Oil workers have criticized the recent spate of divestments in the Nigerian Petroleum Industry by International Oil Companies, IOCs, claiming that due process was not followed.
The workers argued that the pull out by some multinationals placed Nigerian workers at risks of losing their jobs, which will in turn; increase the level of unemployment in the labour market.
The Petroleum and Natural Gas Senior Staff Association of Nigeria, PENGASSAN, insisted that all stakeholders should be carried along before such pull outs are concluded.
In an interview with the Vanguard, PENGASSAN President, Mr. Babatunde Ogun, said, “We are not saying that multinationals should not divest, but that the Federal government should screen the processes to protect workers in the oil industry, and by extension Nigerians. If they are to divest, due process must be followed.”
Ogun chided the Nigerian National Petroleum Corporation, NNPC, and its subsidiary, National Petroleum Investments Management Services, NAPIMS, for lack of proper supervision of these pull outs.

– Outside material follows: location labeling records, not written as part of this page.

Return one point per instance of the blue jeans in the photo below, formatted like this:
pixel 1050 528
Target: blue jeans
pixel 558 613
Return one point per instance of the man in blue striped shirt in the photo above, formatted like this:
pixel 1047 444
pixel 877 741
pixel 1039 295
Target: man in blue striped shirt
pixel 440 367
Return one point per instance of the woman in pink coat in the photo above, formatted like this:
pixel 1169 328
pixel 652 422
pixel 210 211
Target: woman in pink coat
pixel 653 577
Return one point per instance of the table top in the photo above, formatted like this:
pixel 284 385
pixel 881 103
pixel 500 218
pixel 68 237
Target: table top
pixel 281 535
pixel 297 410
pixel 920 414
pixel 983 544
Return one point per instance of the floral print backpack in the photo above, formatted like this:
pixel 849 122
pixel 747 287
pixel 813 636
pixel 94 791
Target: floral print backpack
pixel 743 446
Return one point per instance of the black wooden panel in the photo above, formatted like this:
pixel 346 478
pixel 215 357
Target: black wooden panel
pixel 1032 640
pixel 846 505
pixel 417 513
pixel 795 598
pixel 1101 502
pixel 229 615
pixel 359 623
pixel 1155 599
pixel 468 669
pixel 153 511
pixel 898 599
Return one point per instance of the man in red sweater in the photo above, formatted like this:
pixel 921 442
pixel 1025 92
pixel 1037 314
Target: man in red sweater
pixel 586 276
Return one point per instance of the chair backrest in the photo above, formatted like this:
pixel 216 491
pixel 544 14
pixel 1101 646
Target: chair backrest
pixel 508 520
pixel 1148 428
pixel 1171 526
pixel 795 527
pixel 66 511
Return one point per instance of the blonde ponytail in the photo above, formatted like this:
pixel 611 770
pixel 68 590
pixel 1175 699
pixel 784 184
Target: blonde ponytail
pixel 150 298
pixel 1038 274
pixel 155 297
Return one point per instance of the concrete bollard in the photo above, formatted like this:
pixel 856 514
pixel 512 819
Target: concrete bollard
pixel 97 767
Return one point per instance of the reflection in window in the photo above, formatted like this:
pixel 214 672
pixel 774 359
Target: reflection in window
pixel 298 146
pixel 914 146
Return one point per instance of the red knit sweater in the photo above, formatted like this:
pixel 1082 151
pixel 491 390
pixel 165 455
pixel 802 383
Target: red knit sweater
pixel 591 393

He, therefore, urged the National Assembly to investigate these divestments, particularly those of the Shell Petroleum Development Company, SPDC, and more recently, the planned pull out of the Brazilian oil major, Petroleo Brasileiro SA, Petrobras, which has commenced moves to sell off its stake in some Nigerian oil blocks valued at N795 billion ($5 billion).

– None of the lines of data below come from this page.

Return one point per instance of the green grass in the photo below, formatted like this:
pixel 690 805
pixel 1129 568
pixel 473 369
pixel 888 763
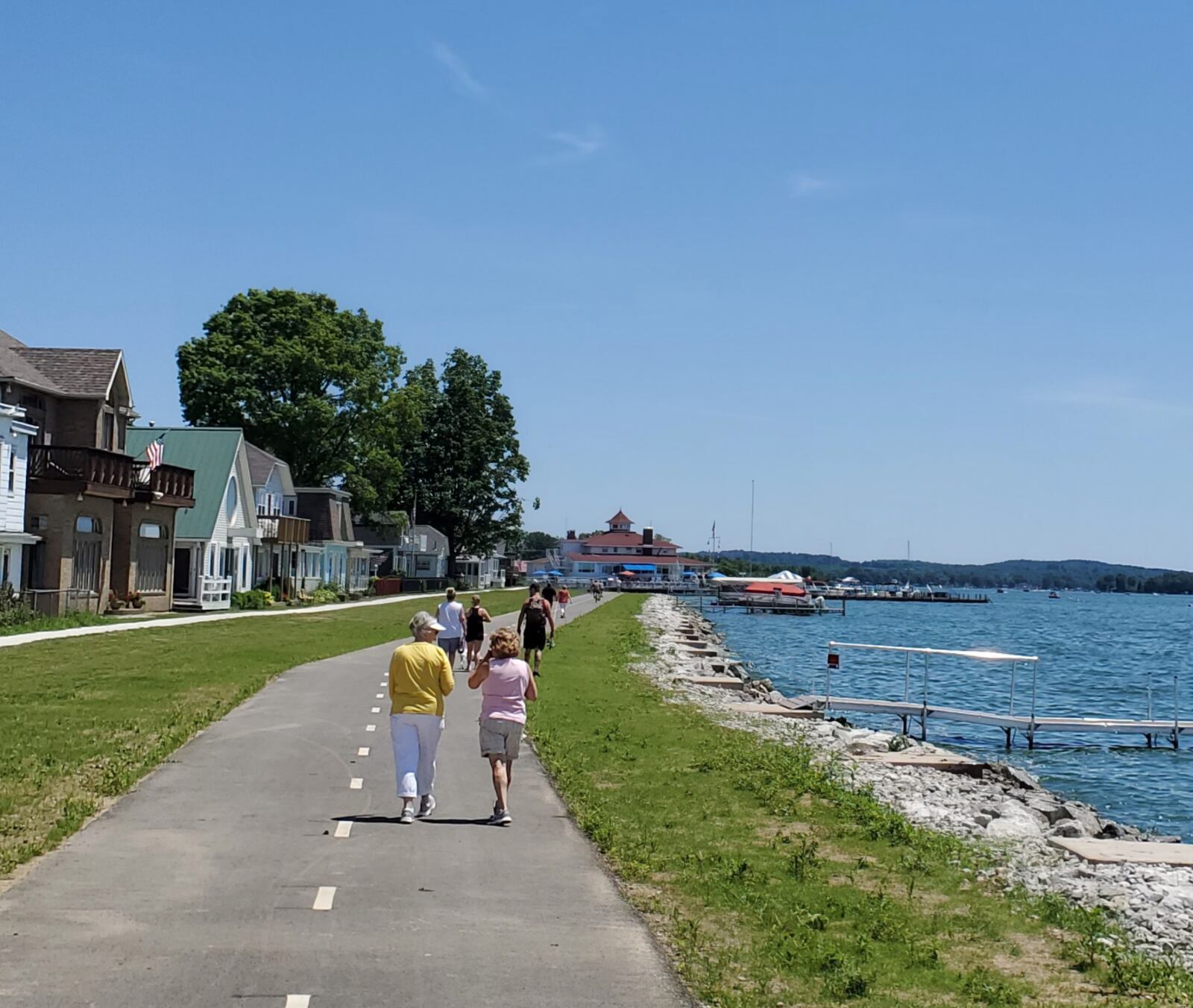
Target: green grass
pixel 84 719
pixel 54 623
pixel 773 882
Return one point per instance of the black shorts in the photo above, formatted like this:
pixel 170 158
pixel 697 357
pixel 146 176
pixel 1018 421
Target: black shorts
pixel 535 638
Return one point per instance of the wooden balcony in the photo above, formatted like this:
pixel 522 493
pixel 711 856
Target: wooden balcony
pixel 61 469
pixel 283 529
pixel 65 469
pixel 169 485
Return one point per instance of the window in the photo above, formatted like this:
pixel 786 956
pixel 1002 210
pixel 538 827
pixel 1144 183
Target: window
pixel 153 548
pixel 89 548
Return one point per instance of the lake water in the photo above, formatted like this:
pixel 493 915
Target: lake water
pixel 1095 650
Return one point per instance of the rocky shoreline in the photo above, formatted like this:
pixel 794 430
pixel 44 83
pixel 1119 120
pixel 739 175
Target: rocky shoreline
pixel 1004 807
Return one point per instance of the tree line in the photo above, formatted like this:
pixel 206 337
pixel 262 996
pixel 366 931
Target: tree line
pixel 1083 574
pixel 324 391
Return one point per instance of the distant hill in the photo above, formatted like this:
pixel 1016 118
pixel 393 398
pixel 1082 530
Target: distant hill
pixel 1089 574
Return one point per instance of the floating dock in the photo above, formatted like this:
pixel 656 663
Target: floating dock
pixel 1031 725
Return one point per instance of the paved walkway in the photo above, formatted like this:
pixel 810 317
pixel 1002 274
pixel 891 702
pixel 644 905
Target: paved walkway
pixel 201 888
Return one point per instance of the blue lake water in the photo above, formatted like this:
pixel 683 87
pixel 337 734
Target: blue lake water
pixel 1095 650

The sale of the oil blocks is expected to bring about an increase in the presence of Asian oil majors in Nigeria, following renewed interests in increasing their portfolios through the acquisition of additional production assets.
The company said that divesting from the Nigerian oil blocks will help it concentrate more on exploration activities in a vast deep sea region off the coast of Brazil known as the subsalt, believed to contain dozens of billions of barrels of high quality oil.